Publie le samedi 28 février 2004 par Open-Publishing


par José Steinsleger

Devant la Fondation Woodrow Wilson (Washington), le président Franklin D. Roosevelt
déclara en 1933 : « … si j’étais engagé dans une campagne politique, en qualité de
citoyen d’une autre république d’Amérique, peut-être me sentirais-je fortement
tenté de jouer avec les peurs des compatriotes de cette république, et j’accuserais
les Etats-Unis d’Amérique du nord d’avoir une sorte de désir impérialiste de
s’agrandir égoïstement… ».

Transmis par radio aux délégués de la Conférence panaméricaine de Montevideo,
la « politique du bon voisinage » séduisit les gouvernements latino-américains.
Glosant sur les paroles du président Wilson (1913), Roosevelt ajouta : « La compréhension
doit constituer le sol sur lequel devront pousser tous les fruits de l’amitié ».

Quelques jours plus tard, l’aviateur états-unien Earle V. Kingsley parla à Managua
avec l’ambassadeur Arthur Vliss Lane des traités qu’il avait conclu avec Anastasio
Somoza, chef de la Garde nationale [1], afin d’affréter « un avion pour larguer
des bombes sur les Sandinistes ». Le diplomate retint le volontaire et l’avertit
que depuis le premier janvier de cette année-là, plus aucun soldat étranger ne
stationnait dans le pays.

Pendant ce temps, le général Augusto César Sandino ne savait que faire de la
paix. Après avoir livré six ans d’une guerre victorieuse contre l’armée la plus
puissante du monde (1927-32), le héros était parvenu à un accord avec le versatile
président Juan B. Sacasa une fois tenu sa parole de désarmer la « petite armée
folle » [2].

Oui. Que faire de la paix ? Depuis le Mexique, le dirigeant Vicente Lombardo
Toledano fit pression sur lui : « … que le général Sandino définisse mieux son
attitude après la paix, parce que le monde américain hésite, et cela ne convient
pas à l’intérêt général ni à Sandino en particulier. » Cependant, la Garde nationale
(organisée par les marines durant l’occupation) continuait d’assassiner, pourchassant,
fusillant les Sandinistes et brûlant leurs maisons.

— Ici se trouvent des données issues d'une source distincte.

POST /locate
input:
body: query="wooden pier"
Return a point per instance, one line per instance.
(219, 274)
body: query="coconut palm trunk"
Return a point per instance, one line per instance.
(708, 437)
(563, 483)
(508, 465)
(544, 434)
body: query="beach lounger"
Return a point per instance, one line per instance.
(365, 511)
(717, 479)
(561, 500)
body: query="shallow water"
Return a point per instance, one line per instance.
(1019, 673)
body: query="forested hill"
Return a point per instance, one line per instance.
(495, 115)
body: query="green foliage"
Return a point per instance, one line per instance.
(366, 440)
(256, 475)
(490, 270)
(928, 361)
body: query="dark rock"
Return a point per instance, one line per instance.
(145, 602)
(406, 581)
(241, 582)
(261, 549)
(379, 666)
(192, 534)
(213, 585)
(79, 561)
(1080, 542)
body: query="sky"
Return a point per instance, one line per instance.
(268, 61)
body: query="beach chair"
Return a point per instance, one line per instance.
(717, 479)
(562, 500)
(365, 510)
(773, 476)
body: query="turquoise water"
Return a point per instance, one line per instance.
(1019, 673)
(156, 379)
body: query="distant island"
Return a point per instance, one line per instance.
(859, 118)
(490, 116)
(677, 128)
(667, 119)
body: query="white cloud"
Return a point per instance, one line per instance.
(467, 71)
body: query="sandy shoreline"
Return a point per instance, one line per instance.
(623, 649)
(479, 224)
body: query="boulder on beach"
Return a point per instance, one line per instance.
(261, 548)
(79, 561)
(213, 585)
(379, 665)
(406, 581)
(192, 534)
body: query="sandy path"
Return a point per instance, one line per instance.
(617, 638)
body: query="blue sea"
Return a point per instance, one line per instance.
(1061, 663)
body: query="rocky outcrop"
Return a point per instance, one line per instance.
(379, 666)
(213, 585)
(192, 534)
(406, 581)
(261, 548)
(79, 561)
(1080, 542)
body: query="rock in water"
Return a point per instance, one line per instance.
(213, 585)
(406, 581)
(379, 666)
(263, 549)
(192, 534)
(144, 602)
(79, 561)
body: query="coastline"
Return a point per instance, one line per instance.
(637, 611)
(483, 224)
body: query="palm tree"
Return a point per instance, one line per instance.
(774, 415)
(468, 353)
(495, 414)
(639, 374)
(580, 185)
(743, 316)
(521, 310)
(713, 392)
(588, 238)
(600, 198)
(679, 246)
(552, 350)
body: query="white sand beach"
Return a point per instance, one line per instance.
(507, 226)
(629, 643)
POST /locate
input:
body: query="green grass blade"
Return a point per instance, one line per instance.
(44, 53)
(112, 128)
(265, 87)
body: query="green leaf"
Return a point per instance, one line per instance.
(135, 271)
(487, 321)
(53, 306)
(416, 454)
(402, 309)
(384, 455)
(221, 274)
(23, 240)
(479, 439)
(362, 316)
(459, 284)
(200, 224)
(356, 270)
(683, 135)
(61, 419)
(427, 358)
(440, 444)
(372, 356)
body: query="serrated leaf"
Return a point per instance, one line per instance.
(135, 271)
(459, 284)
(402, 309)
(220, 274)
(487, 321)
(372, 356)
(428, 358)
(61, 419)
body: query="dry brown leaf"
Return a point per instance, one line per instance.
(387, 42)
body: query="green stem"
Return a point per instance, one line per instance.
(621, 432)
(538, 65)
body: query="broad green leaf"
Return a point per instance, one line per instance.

Les relations de Sandino avec la gauche mexicaine étaient-elles tortueuses ?
En juin 1930, le bruit courant que le chef du « Parti libéral en armes » avait
reçu l’appui du gouvernement de Plutarco E. Calles, le Parti communiste mexicain
(PCM) publia dans El Machete un brûlot qui le déclarait « traître à la cause
de l’internationalisme prolétarien ».

Dans un communiqué du 29 mai, le PCM déclara : « Le guérillero nicaraguayen (Sandino),
en s’alliant au gouvernement contre-révolutionnaire du Mexique, est devenu l’instrument
de l’impérialisme yankee ».

Ce qu’il y a de curieux dans cette affaire, c’est que l’intervention de 1927
(des Etats-Unis) obéissait justement à l’aide que le Mexique apportait aux libéraux
nicaraguayens en lutte contre Adolfo Díaz [3], la marionnette conservatrice des
Etats-Unis, qui avait déclaré que l’intervention se justifiait parce que « … Le
Nicaragua est un pays faible et pauvre qui ne peut résister aux envahisseurs
et aux agents du bolchévisme mexicain ».

Conscient des risques qu’il courait, Sandino décida de rencontrer le président
Sacasa. Le 20 février 1934, il quitta son quartier général et partit vers Managua
accompagné de son père, de l’écrivain Sofonías Salvatierra, et des généraux Estrada
et Umanzor. Les Sandinistes dînèrent avec le président et, à neuf heures passées,
ils quittèrent la résidence.

En arrivant aux guérites du Champ de Mars, qui se trouve au pied de la demeure
présidentielle, la voiture de Sandino et sa suite furent arrêtées par un officier
de la Garde et conduites à la prison du Hormiguero. Le président Sacasa, mis
au courant par sa fille de ce qui se passait, parla au téléphone avec l’ambassadeur
des Etats-Unis, lequel promit de faire son possible « pour éviter le pire ».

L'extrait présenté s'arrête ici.